Imagine if a Garden center, or a lumber company in a more advantaged zip code is incentivized to donate products to create a meditation garden, a yoga center, a walking path, an organic food repository in an opportunity zone? This is a win for everyone. It will create connections between communities in a very personal way. It will lift up those hungering for opportunity. It will create jobs all while promoting health.
- We need to empower schools to utilize local resources when possible to get local good nutritional products into schools. Local products should be given equal opportunity to sell to public schools and override existing food contracts that work with corporate vendors.
- We need to allow and empower schools to reduce food waste by allowing them and encouraging them to compost for their own gardens, to donate whole fruits that were given out for school meals but untouched by student mouths. It was a wonderful idea that in school lunches, a piece of fruit or a veggie must be given out. However, much of this food is sadly wasted. If an apple or an orange were untouched on a lunch tray, it ought to be possible to gather it and donate to local food pantries.

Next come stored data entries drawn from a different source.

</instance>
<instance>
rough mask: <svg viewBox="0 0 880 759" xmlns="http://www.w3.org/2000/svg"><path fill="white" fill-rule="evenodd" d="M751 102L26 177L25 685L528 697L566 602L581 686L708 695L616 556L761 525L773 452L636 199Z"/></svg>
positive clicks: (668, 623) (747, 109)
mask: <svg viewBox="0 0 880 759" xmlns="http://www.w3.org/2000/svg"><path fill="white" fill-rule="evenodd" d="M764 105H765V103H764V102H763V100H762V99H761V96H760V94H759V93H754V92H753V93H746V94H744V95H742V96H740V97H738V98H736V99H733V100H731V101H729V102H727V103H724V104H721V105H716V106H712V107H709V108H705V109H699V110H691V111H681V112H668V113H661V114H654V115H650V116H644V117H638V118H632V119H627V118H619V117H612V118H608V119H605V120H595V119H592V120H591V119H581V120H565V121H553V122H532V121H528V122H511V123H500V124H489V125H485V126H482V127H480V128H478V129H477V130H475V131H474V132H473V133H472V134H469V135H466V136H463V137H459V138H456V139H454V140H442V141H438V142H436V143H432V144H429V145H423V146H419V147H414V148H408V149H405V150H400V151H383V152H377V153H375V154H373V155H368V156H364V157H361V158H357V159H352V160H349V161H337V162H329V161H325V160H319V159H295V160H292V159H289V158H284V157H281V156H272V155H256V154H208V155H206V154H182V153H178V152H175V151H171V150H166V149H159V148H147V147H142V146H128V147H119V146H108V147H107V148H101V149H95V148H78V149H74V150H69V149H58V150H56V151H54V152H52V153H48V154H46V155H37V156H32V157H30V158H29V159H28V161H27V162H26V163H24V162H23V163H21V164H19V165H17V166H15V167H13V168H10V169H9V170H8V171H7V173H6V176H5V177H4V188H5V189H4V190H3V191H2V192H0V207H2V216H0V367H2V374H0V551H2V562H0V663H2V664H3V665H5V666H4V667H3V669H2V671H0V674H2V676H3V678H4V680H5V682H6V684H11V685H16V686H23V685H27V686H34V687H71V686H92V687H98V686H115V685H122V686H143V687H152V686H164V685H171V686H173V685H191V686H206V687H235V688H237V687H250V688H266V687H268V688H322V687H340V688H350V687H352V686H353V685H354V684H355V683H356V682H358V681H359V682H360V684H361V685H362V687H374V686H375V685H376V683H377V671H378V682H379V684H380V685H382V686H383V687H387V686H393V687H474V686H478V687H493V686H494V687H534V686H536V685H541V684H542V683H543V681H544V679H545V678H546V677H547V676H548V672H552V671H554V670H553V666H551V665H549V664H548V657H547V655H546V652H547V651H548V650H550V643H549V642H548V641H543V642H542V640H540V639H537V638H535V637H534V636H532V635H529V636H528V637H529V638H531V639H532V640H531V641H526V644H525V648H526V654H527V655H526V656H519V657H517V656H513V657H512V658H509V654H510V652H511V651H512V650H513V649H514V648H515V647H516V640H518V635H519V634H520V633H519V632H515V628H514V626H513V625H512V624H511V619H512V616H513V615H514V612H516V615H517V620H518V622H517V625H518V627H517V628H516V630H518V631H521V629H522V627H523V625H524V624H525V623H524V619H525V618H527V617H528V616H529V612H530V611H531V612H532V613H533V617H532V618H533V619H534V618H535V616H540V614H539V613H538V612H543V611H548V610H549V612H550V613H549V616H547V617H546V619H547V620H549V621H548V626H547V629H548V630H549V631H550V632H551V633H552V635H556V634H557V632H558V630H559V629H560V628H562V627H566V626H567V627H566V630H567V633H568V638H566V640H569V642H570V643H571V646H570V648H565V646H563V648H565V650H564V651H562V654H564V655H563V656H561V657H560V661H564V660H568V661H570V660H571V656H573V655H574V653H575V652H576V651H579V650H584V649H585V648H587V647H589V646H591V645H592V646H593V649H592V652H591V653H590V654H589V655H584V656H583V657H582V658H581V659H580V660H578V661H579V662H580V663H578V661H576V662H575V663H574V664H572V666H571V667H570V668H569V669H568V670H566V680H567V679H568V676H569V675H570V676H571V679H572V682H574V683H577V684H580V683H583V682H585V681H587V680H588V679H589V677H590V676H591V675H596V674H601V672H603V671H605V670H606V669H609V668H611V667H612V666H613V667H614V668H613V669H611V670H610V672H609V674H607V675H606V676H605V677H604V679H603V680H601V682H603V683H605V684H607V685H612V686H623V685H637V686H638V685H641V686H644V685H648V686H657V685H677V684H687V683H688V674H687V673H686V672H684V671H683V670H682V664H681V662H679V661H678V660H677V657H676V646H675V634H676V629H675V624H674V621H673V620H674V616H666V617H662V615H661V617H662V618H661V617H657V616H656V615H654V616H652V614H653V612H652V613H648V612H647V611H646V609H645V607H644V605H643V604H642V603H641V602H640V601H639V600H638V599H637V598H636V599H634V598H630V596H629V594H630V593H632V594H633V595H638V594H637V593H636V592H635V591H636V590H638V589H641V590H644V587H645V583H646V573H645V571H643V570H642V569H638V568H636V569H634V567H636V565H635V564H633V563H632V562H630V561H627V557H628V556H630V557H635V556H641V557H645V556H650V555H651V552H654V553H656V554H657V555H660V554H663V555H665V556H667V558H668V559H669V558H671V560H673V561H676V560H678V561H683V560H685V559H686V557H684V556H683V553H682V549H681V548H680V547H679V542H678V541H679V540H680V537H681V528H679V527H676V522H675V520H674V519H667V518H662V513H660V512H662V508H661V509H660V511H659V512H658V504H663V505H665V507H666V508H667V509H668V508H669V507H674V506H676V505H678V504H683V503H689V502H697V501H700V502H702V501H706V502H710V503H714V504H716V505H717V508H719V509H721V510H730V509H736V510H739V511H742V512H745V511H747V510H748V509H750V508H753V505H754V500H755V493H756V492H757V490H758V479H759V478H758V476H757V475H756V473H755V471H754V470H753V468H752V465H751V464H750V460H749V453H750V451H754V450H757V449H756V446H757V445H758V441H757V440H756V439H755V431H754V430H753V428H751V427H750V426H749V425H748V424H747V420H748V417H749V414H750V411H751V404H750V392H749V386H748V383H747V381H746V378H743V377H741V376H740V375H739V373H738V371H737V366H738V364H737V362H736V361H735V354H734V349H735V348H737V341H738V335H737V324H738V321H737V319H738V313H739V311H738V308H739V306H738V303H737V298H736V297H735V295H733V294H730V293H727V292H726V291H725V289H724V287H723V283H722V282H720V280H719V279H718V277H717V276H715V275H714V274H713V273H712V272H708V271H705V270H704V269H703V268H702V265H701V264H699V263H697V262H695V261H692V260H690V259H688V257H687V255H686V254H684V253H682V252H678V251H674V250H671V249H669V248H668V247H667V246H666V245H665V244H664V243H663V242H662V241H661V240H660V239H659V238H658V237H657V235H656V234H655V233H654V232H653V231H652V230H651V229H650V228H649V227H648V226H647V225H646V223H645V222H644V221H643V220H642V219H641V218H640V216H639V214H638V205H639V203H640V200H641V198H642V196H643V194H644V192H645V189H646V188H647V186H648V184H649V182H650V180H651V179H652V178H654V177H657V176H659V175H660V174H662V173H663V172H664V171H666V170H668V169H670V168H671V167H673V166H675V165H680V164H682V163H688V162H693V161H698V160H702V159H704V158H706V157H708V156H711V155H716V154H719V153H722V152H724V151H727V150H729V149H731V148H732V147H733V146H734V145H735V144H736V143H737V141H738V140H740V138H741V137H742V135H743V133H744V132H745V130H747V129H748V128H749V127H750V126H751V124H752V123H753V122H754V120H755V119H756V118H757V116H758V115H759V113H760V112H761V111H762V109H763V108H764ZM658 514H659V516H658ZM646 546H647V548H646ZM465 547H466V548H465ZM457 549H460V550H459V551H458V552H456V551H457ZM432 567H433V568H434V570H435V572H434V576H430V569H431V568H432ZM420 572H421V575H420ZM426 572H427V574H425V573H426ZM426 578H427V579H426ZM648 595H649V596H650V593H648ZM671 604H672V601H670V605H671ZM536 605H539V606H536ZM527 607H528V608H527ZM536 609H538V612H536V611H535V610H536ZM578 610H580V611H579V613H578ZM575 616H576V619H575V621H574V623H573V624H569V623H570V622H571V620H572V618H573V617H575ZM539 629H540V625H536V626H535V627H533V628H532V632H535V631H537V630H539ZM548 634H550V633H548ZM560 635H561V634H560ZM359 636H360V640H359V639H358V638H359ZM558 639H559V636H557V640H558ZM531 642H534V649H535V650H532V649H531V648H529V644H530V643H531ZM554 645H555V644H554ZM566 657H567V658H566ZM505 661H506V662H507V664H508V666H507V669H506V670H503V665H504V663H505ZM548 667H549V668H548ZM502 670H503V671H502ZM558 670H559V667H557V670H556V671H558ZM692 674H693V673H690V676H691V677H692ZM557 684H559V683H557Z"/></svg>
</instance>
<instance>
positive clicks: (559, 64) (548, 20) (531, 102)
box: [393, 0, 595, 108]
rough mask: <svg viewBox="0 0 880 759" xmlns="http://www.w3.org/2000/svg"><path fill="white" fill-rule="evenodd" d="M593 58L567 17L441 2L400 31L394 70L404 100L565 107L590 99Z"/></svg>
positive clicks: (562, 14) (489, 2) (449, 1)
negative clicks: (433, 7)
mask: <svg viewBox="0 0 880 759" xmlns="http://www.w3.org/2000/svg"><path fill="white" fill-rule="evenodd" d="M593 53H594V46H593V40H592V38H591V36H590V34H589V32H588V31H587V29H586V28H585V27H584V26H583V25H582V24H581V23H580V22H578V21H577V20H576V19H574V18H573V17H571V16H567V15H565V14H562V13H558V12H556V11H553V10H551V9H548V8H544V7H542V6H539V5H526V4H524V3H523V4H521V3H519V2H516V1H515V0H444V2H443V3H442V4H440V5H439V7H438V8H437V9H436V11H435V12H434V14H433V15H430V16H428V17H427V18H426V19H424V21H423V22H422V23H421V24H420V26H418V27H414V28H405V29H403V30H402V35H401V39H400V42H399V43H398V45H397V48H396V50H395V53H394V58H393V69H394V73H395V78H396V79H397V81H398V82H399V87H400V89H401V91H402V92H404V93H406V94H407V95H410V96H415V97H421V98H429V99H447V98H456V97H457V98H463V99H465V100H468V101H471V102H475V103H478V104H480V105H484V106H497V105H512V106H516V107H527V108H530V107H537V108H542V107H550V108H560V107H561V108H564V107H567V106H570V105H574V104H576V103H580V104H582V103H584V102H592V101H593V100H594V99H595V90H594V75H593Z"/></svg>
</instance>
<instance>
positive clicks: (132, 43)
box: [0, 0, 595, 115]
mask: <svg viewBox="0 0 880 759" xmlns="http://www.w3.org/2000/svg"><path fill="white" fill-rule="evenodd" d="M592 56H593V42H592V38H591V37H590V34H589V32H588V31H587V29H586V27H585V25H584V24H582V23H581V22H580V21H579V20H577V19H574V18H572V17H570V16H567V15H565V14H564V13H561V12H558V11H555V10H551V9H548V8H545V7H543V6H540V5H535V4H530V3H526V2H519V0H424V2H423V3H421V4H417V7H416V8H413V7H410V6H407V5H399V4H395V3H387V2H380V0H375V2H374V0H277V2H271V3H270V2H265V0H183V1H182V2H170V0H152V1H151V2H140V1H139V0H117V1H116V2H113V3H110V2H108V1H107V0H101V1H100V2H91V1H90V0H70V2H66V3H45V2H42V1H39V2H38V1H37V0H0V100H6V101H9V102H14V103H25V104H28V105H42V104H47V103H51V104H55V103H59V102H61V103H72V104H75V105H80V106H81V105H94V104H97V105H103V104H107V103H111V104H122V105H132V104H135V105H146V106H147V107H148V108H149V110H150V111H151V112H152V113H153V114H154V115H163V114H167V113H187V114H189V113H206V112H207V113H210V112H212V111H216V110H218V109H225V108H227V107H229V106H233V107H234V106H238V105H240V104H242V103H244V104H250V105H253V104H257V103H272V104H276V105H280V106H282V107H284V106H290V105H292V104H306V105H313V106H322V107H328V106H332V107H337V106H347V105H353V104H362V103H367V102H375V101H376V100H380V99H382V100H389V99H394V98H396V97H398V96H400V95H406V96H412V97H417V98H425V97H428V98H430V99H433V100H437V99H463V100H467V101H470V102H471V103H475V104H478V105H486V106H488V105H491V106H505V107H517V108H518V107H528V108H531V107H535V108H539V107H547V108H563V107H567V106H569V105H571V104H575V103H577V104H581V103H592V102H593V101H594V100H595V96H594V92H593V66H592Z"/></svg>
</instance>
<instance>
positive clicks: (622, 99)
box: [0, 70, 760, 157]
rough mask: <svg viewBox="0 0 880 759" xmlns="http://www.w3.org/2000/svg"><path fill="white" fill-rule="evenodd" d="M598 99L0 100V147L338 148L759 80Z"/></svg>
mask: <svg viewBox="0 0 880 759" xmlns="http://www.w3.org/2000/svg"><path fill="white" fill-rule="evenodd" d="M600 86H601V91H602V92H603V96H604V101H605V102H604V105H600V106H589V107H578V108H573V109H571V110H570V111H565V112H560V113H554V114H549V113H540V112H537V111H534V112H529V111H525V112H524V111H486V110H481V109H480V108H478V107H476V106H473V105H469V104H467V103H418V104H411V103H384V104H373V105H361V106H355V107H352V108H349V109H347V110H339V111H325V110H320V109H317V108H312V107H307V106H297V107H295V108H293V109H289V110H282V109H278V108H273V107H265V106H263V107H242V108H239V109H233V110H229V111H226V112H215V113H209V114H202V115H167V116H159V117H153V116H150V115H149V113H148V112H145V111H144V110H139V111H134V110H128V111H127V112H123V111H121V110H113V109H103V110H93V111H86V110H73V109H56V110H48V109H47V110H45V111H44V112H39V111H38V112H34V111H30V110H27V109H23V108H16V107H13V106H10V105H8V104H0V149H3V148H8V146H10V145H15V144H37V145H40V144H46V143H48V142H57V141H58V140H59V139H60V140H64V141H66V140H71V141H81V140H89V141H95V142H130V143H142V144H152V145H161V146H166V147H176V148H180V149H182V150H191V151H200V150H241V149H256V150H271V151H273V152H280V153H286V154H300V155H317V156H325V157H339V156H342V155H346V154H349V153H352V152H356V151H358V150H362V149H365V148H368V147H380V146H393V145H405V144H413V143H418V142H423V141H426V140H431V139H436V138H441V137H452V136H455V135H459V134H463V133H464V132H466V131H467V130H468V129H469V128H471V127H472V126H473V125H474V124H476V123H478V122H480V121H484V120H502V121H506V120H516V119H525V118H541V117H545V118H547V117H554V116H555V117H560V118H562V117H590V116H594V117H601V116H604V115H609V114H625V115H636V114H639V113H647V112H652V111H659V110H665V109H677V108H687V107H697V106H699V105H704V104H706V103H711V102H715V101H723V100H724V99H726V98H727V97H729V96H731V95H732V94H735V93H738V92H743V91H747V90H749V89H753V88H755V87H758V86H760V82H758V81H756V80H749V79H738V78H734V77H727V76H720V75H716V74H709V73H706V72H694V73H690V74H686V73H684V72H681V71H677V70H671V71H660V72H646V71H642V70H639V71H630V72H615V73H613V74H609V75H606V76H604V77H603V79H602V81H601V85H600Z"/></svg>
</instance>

- Schools need to be teaching about the history and culture of food and gardening within their history, literature and other classes as well as in home economics and nutrition classes. For example, the Spanish dish of Paella came into existence in the following way: During the Spanish Inquisition, those that had been forced to convert to Catholicism were still fearful, as many were ostracized, or even executed. They cooked paella over an open fire, a dish utilizing pork, pork fat and shellfish, items forbidden in other religions. While a shameful epoch in the Catholic church, knowing about the dish and even eating it or tasting it as part of a class would be a more enriching experience than a mere lecture.
Many foods that are international and quite delicious ought to be a part of home economics classes. Mexican Tamales, Indian Pulao, Persian kuku, Puerto Rican black beans and rice, Moroccan couscous, Ethiopian groundnut stew are all complex dishes with plant based ingredients and quite healthful. Students being taught about the rich history of food and origins of ingredients of these foods would not only improve their health but increase pride in individual student’s cultures.
- Enriched funding for cooperative extensions and agriculture based colleges that help create gardens in schools and communities, and provide teaching in these gardens. (This idea is from Tara Meritt a primary care and sports medicine physician from near Athens Georgia, home of UGA)
- We need to have an investigation to discover how social media sites and apps might have algorithms that are distorting body image leading to children and teens unhealthy perceptions of their bodies, and unrealistic expectations of how they believe they are ‘supposed to look’. The same sites need to be investigated to ensure that gentle healthy habits and messages are represented, and unhealthy habits are discouraged.
This same method needs to be employed on social media with respect to parenting. Sadly, in America, so much of parenting has become a contest of sorts, with many feeling as though they are not measuring up. Parents need to be empowered to know that they can succeed as parents without feeling the shame and guilt of not being ‘perfect parents’. As a pediatrician, this is something mothers discuss with me all the time, but I rarely see discussed. Especially mothers feel as though they are not as good as the perfect mom they see on social media. Algorithms regarding this phenomenon must be explored.